Le bassin de baignade contient 38 000 litres et est alimenté d'eau de pluie et souterraine. «Ça a été mon plus grand défi» dit Wolfgang. «La technique du système d'alimentation et d'écoulement de l'eau et du système d'épuration biologique est très complexe.» L'eau du bassin est potable malgré les rations hebdomadaires de nourriture pour poissons. Car le bassin abrite des carpes koï et un esturgeon d'1,30 mètre de longueur. «Il adore se faire caresser», raconte Wolfgang. Les carpes koï d'ordinaire sociables prennent la fuite. «C'est moi qui nage avec l'esturgeon», sourit Wolfgang.

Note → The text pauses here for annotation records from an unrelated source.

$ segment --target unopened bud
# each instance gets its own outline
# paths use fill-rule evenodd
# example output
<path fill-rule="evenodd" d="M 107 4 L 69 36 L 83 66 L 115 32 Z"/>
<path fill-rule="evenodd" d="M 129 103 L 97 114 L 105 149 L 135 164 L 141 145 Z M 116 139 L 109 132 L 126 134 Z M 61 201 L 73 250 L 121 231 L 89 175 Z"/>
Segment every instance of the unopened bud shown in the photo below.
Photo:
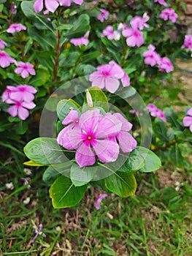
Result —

Et maintenant que le jardin est terminé? Les petits-enfants s'amusent à escalader les roches artificielles. La piscine va prendre une nouvelle couleur et un nouveau décor. Et Wolfgang a évidemment un autre projet à long terme: il aimerait remplacer petit à petit l'alysse jaune de la roche par de l'aubriète, avec des tons blancs et bleu clair à rouge-violet. «Ça prendra au moins trois à cinq ans», explique Wolfgang. Il en a déjà dessiné les plans dans sa tête. Le projet débutera au printemps.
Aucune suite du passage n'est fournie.